再現された「タイタニック号・救命ボート」の船首細部。

番号:6号
社章:ホワイト・スター汽船
船籍:リバプール
ボート仕様:30’-0/9’-6 × 4’-6/64

全長:30 フィート 0 インチ(約9.1m)
最大船幅:9フィート6インチ(約2.9m)
船底最深部:4フィート6インチ(約1.4m)
最大収容人数:64名

タイタニック号がその姿を海に没したあと。
救命ボート14号責任者 ハロルド・ゴッドフリー・ロウ五等航海士は、事故現場に向かうリスクを覚悟したうえで、勇気を奮い立たせ、救助に向かう決断を下します。
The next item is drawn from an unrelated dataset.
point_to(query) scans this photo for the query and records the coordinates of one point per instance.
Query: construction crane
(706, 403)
ロウ五等航海士は、まず【救命ボート4号・10号・12号・折畳み式ボートD号】をロープでつなぎ小船団をつくりました。
そしてそこに14号ボートの乗客を移動させ、数人の乗組員と共に、事故現場へ救出に向かいました。

14号ボートは、救出に向かった唯一のボートで、絶望と思われる状況のなか3名の命を救うことができました。
人を救うということは、物理的な道具だけでなく、人の心がそこにあってこそ発揮できるものなのかもしれません。

注釈:タイタニック号の当初の案では、乗船者の数から救命ボートは64隻必要とされていました。それは、後に半分の32隻に減らされ、タイタニック号が造船所を出発するときには、当初の4分の1にすぎない16隻のボートが設置されただけに過ぎませんでした。
これに4つの折畳み式救命ボートが搭載されていました。
これらは当時の法律を充分に満たすものでした。